“All right, lad. Tell away.”
“Not here. Won’t you come out with me somewhere? We must be alone.”
“Then it must wait, Johnny. I am going round to the stables with Tamlyn. He wishes me to see the horse they have got on trial. By the description, I don’t think much of him: should give him a pretty long trial before I bought him.”
They went out. Not long after that, I was strolling across the court-yard with Sam Jenkins, who had been despatched on some professional errand, when we saw Sir Henry Westmorland ride up and rein in his horse. He asked for Dr. Knox. Sam went back to the house to say so, while Sir Henry talked to me.

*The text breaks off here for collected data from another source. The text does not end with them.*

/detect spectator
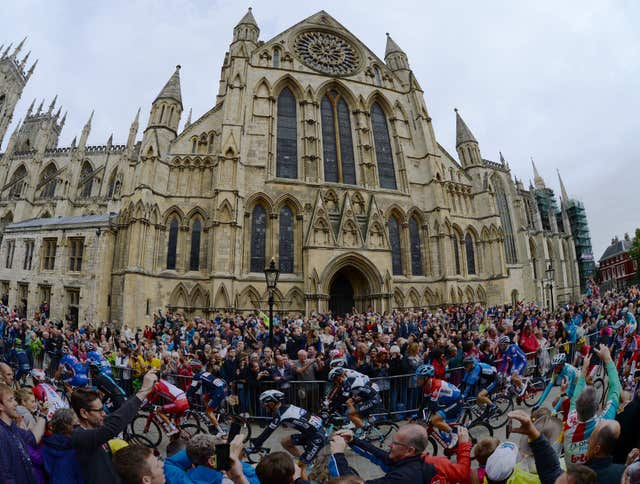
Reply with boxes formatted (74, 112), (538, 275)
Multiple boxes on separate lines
(584, 420), (625, 483)
(0, 382), (46, 483)
(614, 387), (640, 464)
(112, 444), (166, 484)
(69, 369), (157, 484)
(41, 408), (84, 484)
(0, 362), (14, 387)
(255, 451), (310, 484)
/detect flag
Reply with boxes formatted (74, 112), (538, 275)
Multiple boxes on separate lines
(259, 310), (270, 328)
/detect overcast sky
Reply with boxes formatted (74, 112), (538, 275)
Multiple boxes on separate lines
(2, 0), (638, 260)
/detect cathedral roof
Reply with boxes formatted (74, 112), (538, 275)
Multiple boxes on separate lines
(155, 65), (182, 107)
(6, 213), (114, 231)
(384, 33), (405, 57)
(236, 7), (258, 27)
(455, 109), (477, 147)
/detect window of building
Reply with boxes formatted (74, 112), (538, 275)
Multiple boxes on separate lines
(373, 66), (382, 86)
(42, 238), (57, 270)
(409, 217), (423, 276)
(68, 238), (84, 272)
(208, 133), (214, 154)
(166, 218), (179, 270)
(191, 138), (197, 154)
(18, 283), (28, 317)
(5, 240), (15, 269)
(388, 215), (403, 275)
(39, 285), (51, 314)
(276, 88), (298, 179)
(273, 47), (280, 67)
(279, 206), (294, 274)
(8, 165), (27, 199)
(39, 163), (58, 199)
(465, 233), (476, 275)
(371, 103), (397, 189)
(66, 287), (80, 324)
(321, 91), (356, 185)
(189, 219), (201, 271)
(250, 205), (267, 272)
(494, 181), (517, 264)
(107, 169), (119, 198)
(453, 235), (461, 275)
(78, 161), (94, 198)
(23, 240), (34, 270)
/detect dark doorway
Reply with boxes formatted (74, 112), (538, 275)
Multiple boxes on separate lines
(329, 273), (354, 316)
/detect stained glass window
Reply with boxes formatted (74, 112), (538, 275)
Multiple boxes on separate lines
(337, 99), (356, 184)
(409, 217), (423, 276)
(79, 161), (93, 198)
(321, 96), (338, 183)
(495, 182), (517, 264)
(166, 218), (179, 270)
(453, 235), (461, 275)
(39, 164), (57, 199)
(388, 216), (403, 275)
(371, 103), (396, 189)
(279, 207), (294, 273)
(321, 91), (356, 184)
(190, 219), (201, 271)
(250, 205), (266, 272)
(8, 165), (27, 199)
(276, 88), (298, 179)
(465, 233), (476, 275)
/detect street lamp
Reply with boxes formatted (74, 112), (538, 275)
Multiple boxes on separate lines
(264, 258), (280, 349)
(545, 264), (555, 311)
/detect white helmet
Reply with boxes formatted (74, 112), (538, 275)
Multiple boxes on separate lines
(259, 389), (284, 405)
(551, 353), (566, 366)
(31, 368), (46, 383)
(329, 357), (347, 369)
(328, 367), (346, 380)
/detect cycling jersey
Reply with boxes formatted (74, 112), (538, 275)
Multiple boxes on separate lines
(344, 369), (370, 388)
(92, 370), (127, 410)
(462, 361), (497, 398)
(422, 378), (462, 422)
(87, 350), (113, 376)
(32, 382), (68, 419)
(499, 344), (527, 375)
(187, 371), (227, 409)
(59, 354), (89, 387)
(251, 404), (324, 464)
(616, 335), (640, 370)
(6, 347), (31, 380)
(537, 363), (579, 411)
(147, 379), (189, 415)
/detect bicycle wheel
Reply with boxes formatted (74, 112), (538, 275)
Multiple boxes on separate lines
(523, 377), (546, 407)
(180, 423), (202, 440)
(363, 420), (398, 448)
(467, 421), (493, 444)
(219, 414), (252, 443)
(124, 431), (155, 448)
(130, 413), (163, 448)
(592, 378), (606, 407)
(425, 436), (439, 456)
(487, 395), (513, 429)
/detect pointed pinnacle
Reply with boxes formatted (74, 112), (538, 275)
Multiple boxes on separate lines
(2, 43), (13, 58)
(499, 151), (506, 164)
(20, 50), (30, 69)
(37, 99), (44, 114)
(48, 95), (58, 113)
(185, 107), (192, 127)
(27, 59), (38, 76)
(71, 136), (77, 148)
(557, 169), (569, 201)
(12, 37), (26, 57)
(54, 106), (62, 119)
(26, 98), (35, 115)
(131, 107), (140, 128)
(59, 111), (67, 128)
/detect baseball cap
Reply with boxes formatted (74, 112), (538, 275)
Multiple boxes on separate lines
(486, 442), (518, 481)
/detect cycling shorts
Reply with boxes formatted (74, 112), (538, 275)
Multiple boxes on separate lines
(291, 431), (325, 464)
(437, 400), (462, 423)
(206, 387), (227, 410)
(511, 360), (526, 376)
(160, 398), (189, 415)
(355, 394), (381, 416)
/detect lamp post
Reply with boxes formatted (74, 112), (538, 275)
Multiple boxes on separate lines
(546, 264), (555, 311)
(264, 258), (280, 349)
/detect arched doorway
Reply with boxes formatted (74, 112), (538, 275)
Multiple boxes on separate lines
(328, 265), (371, 316)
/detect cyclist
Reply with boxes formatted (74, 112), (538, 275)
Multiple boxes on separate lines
(326, 366), (380, 431)
(5, 338), (31, 384)
(416, 364), (462, 448)
(616, 323), (639, 372)
(498, 335), (527, 395)
(30, 368), (68, 419)
(146, 378), (190, 436)
(460, 356), (498, 411)
(250, 389), (324, 468)
(87, 343), (114, 376)
(57, 347), (89, 389)
(88, 360), (127, 410)
(186, 360), (227, 436)
(534, 352), (579, 414)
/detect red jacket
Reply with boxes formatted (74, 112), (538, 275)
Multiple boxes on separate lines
(422, 440), (472, 484)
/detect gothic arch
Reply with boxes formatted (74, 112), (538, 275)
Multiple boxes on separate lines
(186, 206), (208, 224)
(271, 74), (305, 100)
(406, 207), (425, 225)
(364, 90), (395, 116)
(169, 283), (189, 309)
(286, 287), (305, 311)
(477, 286), (487, 303)
(38, 162), (58, 199)
(315, 79), (358, 107)
(162, 206), (185, 225)
(214, 285), (231, 309)
(323, 189), (340, 213)
(351, 191), (366, 215)
(273, 193), (303, 214)
(465, 286), (475, 303)
(319, 252), (384, 294)
(238, 286), (261, 310)
(7, 164), (28, 199)
(408, 288), (421, 308)
(393, 288), (405, 309)
(424, 288), (436, 306)
(450, 287), (458, 303)
(383, 204), (407, 224)
(244, 192), (274, 215)
(190, 284), (210, 309)
(216, 199), (234, 223)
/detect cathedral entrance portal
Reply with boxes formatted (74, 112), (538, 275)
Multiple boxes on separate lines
(328, 265), (371, 316)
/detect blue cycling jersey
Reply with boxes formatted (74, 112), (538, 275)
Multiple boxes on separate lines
(7, 348), (31, 369)
(87, 351), (113, 376)
(538, 363), (579, 410)
(499, 344), (527, 373)
(462, 361), (497, 398)
(60, 354), (89, 387)
(188, 371), (227, 409)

“Look here,” said Sir Henry to the doctor, after they had shaken hands, “I have had a curious letter from Major Leckie this morning. At least”—taking the letter from his pocket and opening it—“it contains an odd bit of news. He says—where is it?—stand still, sir,”—to the horse. “Here it is; just listen, doctor. ‘Dr. Knox must have made a mistake in saying Collinson was at Lefford. Collinson is in India; has not been home at all. I have had a letter from him by the overland mail just in, asking me to do a commission for him. Tell Dr. Knox this. If the man he spoke of is passing himself off for Collinson of ours, he must be an impostor.’ What do you think of that, doctor?” concluded Sir Henry, folding the letter again.
“He is an impostor,” replied Dr. Knox. “We found him out last night.”
“What a rogue! Has he been taking people in—fleecing them?”
“He has taken us all in, Sir Henry, in one sense of the word; he was on the point of doing it more effectually, when he was stopped. As to fleecing people, I don’t know about that. He seems to have had plenty of money at his command—whence obtained is another question.”
“Cheated some one out of it; rely upon that,” remarked the baronet, as he nodded a good-day to us, and rode off.
Mina was downstairs when we returned indoors. Anything more pitiful than her state of contrition and distress I should not care to see. No doubt the discovery, just made, tended to strengthen her repentance. In a silly girl’s mind some romance might attach to the notion of an elopement with a gallant captain of consideration, brave in Her Majesty’s service; but to elope with Mr. Fabian Pell, the chevalier d’industrie, was quite another affair. Mina was mild in temperament, gentle in manners, yet she might have flown at the ex-captain’s face with sharp nails, had he come in her way.